Jacobs is charged with four misdemeanor counts of communicating threats, one for each student he allegedly threatened, and one felony: making a false report of mass violence on educational property.
“We had some students report to us in the morning, pretty early in the morning, that there was someone issuing very direct and specific threats against them,” said Assistant Superintendent Bill Nolte.
After being informed of the alleged threat, Assistant Principal Rodney Mashburn and Tommy Beck, the school resource officer, reported the incident to the sheriff’s office, went to the classroom and began talking to Jacobs. He was then taken to Haywood County Detention Center.

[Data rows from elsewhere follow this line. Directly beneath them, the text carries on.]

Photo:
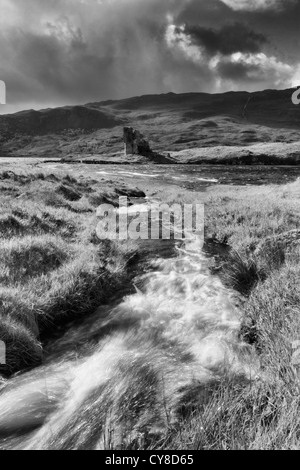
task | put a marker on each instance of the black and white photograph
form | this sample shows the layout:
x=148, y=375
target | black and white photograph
x=149, y=228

“We don’t believe there is a current threat at the school based upon what I know and the steps that we’ve taken,” Nolte said. “It’s also very safe to say we were not aware of any weapons on campus or anything like that that could have contributed to a serious injury at the time that the alleged threats were made.”
The situation was handled quickly, and the school was not placed on lockdown.

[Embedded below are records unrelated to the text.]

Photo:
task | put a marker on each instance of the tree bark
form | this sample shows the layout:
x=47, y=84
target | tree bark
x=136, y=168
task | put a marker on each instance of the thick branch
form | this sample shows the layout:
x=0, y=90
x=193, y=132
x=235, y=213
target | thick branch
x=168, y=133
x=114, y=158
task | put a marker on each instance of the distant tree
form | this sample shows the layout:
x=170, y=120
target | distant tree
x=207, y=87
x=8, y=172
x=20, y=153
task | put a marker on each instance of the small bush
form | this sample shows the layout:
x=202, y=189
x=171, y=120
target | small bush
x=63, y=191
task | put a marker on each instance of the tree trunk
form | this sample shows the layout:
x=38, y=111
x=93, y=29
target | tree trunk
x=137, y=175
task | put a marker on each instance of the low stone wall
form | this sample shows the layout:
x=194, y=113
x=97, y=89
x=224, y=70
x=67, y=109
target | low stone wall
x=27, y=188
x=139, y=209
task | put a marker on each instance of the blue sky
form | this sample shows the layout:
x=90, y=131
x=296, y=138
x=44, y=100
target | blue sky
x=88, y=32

“I didn’t even know it happened till a day later,” said Stefan Emsheimer, a junior.
The school system investigates threat reports on a regular basis, Nolte said, about once a week, but they’re usually along the lines of one elementary student telling another to go away, or else. The last report of a threat of violence that resulted in an arrest occurred last April, when officers arrested 16-year-old Jonathan Tingle for telling classmates he planned to “commemorate” the shootings at Columbine High School, which occurred April 20, 1999 in Colorado.

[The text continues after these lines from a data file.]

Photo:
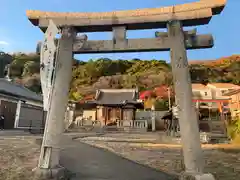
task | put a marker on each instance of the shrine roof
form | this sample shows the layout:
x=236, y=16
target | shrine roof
x=191, y=14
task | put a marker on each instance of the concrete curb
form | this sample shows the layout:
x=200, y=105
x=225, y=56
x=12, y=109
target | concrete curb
x=204, y=146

“The alleged threats were pretty specific and pretty serious, and we always take those at face value,” Nolte said of last week’s arrest. “Those things are never a joke. It’s never a joke to threaten harm to someone else.”
As the sheriff’s office began its investigation into the incident, the school started its own parallel investigation to decide whether any school discipline should be involved. Administrators consider threats that name specific victims and types of injuries to be inflicted to be especially serious, Nolte said, but all factors except “race, religion and gender” are part of a discipline decision.
“We have implemented a discipline in this particular situation,” Nolte said, adding that school policy prevents him from naming what, exactly, that is. “Of course, the final discipline is always subject to any kind of due process that students and families might seek.”
Jacobs is being held at Haywood County Detention Center in lieu of a $10,000 secured bond. His first court appearance is scheduled for May 21.